Instruction Pipeline
To improve on this performance, two classes of processors have evolved to offer execution of multiple instructions per clock cycle: superscalar and superpipelined architectures. In essence, a superscalar architecture replicates each of the pipeline stages so that two or more instructions at the same stage of the pipeline can be processed simultaneously. A superpipelined architecture is one that makes use of more, and more fine-grained, pipeline stages.With more stages, more instructions can be in the pipeline at the same time, increasing parallelism. Both approaches have limitations.With superscalar pipelining, dependencies between instructions in different pipelines can slow down the system. Also, overhead logic is required to coordinate these dependencies.With superpipelining, there is overhead associated with transferring instructions from one stage to the next. The MIPS R4000 is a good example of a RISC-based superpipeline architecture.
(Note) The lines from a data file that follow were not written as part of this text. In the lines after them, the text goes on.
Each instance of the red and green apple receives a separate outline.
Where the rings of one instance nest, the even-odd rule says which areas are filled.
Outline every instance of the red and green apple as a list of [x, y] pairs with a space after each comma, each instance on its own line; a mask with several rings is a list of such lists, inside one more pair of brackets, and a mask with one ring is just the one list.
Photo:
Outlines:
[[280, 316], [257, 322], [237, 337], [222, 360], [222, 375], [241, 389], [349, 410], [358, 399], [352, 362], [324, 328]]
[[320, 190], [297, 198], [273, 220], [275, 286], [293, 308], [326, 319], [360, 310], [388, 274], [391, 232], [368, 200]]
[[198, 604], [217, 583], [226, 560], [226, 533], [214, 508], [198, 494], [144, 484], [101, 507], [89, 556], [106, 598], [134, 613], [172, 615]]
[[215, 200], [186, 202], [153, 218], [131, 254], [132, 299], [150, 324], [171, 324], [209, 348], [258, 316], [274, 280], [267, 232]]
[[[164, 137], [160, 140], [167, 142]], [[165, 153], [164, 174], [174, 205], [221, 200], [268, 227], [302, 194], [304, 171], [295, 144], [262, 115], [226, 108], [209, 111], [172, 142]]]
The R4000 has eight pipeline stages, meaning that as many as eight instructions can be in the pipeline at the same time. The pipeline advances at the rate of two stages per clock cycle.The eight pipeline stages are as follows: Instruction fetch first half: Virtual address is presented to the instruction cache and the translation lookaside buffer. Instruction fetch second half: Instruction cache outputs the instruction and the TLB generates the physical address. Register file: Three activities occur in parallel: Instruction is decoded and check made for interlock conditions (i.e., this instruction depends on the result of a preceding instruction). Instruction cache tag check is made. Operands are fetched from the register file. Instruction execute: One of three activities can occur: If the instruction is a register-to-register operation, the ALU performs the arithmetic or logical operation. If the instruction is a load or store, the data virtual address is calculated. If the instruction is a branch, the branch target virtual address is calculated and branch conditions are checked. Data cache first: Virtual address is presented to the data cache and TLB. Data cache second: The TLB generates the physical address, and the data cache outputs the instruction. Tag check: Cache tag checks are performed for loads and stores. Write back: Instruction result is written back to register file.